Seraphina straightened, her face a mask of practiced, divine calm, but her mind was a whirlwind of terror. "A shadow," she said, her voice a low, steady thing that defied the frantic beating of her heart. "A shadow has returned to the world."
She looked out from her sanctum, at the sprawling, perfect city below, at the thousands of faithful souls whose lives and beliefs were now in her hands. She did not know what was coming. A demon? A monster? The whispers of an old, forgotten god?
She only knew one thing for certain. It was coming for her. And its ambition felt as vast, as cold, and as absolute as the endless, dark spaces between the stars.
"Kaelen," she commanded, her voice ringing with the authority of a queen, not just a priestess. "Fortify the city walls. Alert the Spears. And send our fastest rider to the Iron Citadel. Tell Lord Vorlag that the ancient pact is being called upon."
"What shall I tell him we are fighting?" Kaelen asked, his own face grim.

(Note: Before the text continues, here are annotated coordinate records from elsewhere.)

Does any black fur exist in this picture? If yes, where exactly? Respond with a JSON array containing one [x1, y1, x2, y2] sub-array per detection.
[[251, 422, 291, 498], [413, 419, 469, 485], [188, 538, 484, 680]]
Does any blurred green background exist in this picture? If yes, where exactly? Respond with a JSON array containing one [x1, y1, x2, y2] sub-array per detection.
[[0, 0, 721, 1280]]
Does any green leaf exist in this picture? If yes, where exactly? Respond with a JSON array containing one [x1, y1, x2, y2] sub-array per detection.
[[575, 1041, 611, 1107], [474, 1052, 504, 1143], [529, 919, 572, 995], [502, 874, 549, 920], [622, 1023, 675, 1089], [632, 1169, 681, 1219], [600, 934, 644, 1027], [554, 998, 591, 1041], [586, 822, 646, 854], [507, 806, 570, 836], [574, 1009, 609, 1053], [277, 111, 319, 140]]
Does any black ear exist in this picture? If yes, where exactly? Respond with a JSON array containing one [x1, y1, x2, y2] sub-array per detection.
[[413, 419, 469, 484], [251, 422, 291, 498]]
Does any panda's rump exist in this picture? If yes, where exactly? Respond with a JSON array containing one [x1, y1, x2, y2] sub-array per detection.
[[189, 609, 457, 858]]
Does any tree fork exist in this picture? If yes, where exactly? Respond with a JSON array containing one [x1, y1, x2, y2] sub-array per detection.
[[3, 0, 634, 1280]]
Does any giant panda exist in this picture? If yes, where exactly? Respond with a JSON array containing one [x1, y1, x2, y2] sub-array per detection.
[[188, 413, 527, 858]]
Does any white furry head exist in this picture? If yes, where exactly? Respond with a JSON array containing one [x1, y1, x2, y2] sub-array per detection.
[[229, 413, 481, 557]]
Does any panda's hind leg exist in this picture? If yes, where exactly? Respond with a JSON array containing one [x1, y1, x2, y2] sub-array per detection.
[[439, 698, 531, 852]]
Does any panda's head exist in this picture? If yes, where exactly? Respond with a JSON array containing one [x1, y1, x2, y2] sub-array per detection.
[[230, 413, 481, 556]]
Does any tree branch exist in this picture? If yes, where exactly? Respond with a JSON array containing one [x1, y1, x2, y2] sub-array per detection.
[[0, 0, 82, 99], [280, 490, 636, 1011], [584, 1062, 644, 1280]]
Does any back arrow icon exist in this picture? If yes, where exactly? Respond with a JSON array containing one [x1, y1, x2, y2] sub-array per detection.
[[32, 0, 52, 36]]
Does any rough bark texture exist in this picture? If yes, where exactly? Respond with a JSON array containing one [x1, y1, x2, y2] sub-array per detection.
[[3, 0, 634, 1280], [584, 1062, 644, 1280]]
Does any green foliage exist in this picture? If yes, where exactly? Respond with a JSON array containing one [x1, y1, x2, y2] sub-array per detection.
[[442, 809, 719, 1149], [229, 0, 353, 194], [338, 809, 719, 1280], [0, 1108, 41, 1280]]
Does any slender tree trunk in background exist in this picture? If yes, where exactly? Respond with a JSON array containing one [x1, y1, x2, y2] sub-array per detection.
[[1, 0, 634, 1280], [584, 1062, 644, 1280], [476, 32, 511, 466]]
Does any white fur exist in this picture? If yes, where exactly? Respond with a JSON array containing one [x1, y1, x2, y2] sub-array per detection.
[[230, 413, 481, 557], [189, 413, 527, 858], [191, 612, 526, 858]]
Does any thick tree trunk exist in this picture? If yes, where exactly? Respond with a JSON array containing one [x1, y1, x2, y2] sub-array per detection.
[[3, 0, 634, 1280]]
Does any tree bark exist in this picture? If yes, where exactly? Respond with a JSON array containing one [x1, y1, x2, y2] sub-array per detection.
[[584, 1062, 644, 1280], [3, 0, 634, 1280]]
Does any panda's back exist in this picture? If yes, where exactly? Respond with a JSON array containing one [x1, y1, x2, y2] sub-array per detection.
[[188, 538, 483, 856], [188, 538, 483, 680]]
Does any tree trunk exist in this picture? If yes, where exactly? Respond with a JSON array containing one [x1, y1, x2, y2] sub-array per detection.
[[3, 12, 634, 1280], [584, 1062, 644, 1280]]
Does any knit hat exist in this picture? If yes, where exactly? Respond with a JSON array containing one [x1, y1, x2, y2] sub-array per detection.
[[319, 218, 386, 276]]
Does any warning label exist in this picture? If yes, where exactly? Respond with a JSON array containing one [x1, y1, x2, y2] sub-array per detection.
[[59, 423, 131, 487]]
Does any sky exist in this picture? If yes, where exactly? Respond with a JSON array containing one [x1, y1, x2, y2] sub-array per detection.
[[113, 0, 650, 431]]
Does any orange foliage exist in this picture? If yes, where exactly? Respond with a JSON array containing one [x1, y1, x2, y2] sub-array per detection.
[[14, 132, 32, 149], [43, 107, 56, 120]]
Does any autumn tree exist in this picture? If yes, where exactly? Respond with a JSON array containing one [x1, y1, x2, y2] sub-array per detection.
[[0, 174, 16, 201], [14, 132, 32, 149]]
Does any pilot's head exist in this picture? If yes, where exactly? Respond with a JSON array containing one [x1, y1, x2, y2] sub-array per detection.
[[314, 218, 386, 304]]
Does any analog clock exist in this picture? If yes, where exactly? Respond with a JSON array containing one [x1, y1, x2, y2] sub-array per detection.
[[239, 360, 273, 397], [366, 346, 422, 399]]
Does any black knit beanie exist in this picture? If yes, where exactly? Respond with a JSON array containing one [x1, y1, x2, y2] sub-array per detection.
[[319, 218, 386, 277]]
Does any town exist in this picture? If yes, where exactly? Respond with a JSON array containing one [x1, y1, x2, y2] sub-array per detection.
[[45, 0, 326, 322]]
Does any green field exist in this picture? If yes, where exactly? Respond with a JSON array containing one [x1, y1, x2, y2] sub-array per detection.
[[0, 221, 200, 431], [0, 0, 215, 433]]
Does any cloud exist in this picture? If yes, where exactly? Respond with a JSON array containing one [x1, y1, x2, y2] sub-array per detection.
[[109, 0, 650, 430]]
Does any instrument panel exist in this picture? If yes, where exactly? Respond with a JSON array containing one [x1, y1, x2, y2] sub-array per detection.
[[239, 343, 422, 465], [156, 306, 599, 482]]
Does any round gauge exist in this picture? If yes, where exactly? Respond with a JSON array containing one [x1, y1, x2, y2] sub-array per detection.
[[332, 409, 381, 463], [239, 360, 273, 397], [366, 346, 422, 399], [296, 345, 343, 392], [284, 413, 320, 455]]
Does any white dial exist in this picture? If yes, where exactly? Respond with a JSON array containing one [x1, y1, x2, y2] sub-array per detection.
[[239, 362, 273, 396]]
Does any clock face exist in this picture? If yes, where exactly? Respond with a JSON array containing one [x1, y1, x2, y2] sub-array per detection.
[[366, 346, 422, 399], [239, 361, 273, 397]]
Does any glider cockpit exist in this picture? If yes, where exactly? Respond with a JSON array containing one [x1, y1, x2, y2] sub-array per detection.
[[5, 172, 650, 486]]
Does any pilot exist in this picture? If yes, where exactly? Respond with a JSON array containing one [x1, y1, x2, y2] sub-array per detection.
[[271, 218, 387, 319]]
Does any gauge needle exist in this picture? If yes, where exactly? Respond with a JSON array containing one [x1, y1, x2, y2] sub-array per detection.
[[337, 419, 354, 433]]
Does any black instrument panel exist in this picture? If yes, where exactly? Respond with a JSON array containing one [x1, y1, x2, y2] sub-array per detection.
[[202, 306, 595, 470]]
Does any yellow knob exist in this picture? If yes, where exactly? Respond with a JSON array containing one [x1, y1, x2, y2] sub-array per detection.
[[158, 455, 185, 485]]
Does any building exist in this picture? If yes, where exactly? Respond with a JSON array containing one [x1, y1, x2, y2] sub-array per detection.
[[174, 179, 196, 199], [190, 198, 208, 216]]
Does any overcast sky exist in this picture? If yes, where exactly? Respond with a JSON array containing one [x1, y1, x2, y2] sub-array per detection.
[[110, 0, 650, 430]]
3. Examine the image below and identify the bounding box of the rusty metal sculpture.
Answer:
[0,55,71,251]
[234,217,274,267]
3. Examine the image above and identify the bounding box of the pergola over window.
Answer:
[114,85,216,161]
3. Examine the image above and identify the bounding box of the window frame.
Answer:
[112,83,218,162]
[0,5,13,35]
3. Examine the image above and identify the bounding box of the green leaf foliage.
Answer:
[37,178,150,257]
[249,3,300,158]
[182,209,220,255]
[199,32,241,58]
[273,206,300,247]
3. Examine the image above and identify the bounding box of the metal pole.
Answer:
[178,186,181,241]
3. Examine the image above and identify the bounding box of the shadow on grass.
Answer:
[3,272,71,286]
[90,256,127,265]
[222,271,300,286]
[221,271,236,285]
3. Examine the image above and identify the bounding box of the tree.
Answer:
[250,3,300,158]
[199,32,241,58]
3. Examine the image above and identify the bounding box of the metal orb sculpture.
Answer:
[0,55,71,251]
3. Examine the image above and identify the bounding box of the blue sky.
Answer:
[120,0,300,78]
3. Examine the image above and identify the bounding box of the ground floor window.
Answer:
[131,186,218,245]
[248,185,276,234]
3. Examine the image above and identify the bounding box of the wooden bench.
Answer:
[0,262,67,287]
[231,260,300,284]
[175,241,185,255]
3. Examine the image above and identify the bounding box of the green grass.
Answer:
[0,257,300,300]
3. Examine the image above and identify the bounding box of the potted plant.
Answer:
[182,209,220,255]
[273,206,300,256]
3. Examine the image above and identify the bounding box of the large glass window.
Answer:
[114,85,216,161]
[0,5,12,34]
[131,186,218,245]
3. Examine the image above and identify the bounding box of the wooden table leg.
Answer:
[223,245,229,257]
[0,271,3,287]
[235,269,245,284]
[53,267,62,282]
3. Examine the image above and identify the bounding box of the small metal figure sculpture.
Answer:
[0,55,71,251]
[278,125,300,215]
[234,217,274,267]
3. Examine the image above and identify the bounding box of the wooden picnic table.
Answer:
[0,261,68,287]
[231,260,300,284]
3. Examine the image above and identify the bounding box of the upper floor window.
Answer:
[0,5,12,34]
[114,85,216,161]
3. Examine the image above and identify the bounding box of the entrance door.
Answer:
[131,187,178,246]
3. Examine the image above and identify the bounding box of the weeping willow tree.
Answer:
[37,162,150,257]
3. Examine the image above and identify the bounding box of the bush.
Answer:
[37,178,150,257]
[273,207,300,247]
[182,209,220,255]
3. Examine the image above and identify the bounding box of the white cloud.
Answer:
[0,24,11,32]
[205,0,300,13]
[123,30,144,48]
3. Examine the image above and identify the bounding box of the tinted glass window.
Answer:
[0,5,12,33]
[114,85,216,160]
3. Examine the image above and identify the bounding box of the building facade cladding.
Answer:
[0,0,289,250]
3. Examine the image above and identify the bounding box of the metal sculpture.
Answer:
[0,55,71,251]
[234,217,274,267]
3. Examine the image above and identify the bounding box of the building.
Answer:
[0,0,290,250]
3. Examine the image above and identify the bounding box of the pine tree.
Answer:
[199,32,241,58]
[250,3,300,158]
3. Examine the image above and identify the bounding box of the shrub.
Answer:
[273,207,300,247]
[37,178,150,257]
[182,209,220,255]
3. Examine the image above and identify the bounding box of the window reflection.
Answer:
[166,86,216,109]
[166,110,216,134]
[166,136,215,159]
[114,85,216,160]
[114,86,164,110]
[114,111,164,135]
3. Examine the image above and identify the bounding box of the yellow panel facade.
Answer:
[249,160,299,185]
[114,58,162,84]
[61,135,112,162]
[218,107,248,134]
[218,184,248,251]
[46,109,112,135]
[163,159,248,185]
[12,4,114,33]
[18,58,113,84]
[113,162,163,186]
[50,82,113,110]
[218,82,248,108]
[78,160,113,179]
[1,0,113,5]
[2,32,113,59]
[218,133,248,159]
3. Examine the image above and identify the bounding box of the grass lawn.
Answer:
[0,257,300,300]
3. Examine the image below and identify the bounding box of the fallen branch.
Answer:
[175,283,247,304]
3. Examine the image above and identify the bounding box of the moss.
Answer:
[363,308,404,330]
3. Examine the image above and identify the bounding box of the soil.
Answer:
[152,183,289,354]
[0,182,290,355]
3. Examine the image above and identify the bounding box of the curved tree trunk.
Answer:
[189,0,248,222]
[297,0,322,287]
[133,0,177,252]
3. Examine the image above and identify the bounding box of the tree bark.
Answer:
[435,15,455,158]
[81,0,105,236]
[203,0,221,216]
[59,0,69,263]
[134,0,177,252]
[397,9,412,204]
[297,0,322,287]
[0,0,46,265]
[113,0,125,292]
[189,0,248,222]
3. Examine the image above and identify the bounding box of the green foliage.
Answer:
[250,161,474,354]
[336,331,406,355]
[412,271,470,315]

Seraphina met his gaze, the chilling, possessive memory of those twilight eyes burning in her own. "Tell him," she said, her voice dropping to a near-whisper, "that the Calamity was not a myth. And that its gaze has fallen upon us."
----
The world of Aethelgard was a beautiful, predictable chessboard, populated by earnest, self-important pawns. Lord Valerius Malakor, disguised as a common traveler with a handsome face and a charming, easy smile, strode into a bustling market town on the outskirts of Heliopolis, the pure, unadulterated scent of mortal hope and belief a delightful, cloying perfume in the air.
He bought a fresh apple from a street vendor, took a bite, and savored the taste. It was vibrant. Alive. He had forgotten the simple pleasures. He remembered his first harem. The Empress of the Whispering Sands, who tasted of spice and dry wine. The Nymph Queen of the Azure Depths, who tasted of salt and longing. All of them, a collection of unique, wonderful, and powerful flavors. This world, he decided, had a great deal of potential.
But a collection must be curated. A harem must be… exclusive. He had rivals in his old life. He would undoubtedly have them in this one as well. Ambitious kings, brutish warlords, and other, lesser collectors of concubines who would need to be… dissuaded.
His gaze fell upon a young, swaggering nobleman, loudly boasting to his friends about his own recent "conquests."
Valerius simply smiled, his eyes glittering. The game was not just about collecting the queens. It was about systematically removing all the other players.
His journey to Heliopolis would not be a direct one. He would take his time. He would reacquaint himself with the textures of this new, vibrant world. And he would remind the loud, arrogant, and foolish little men of this era of a single, simple, and ancient truth: that the most beautiful, most powerful, and most desirable treasures in all of creation… belonged only to him. His hunt for a queen had just begun, and the first, necessary, and deeply enjoyable step was to eliminate the competition.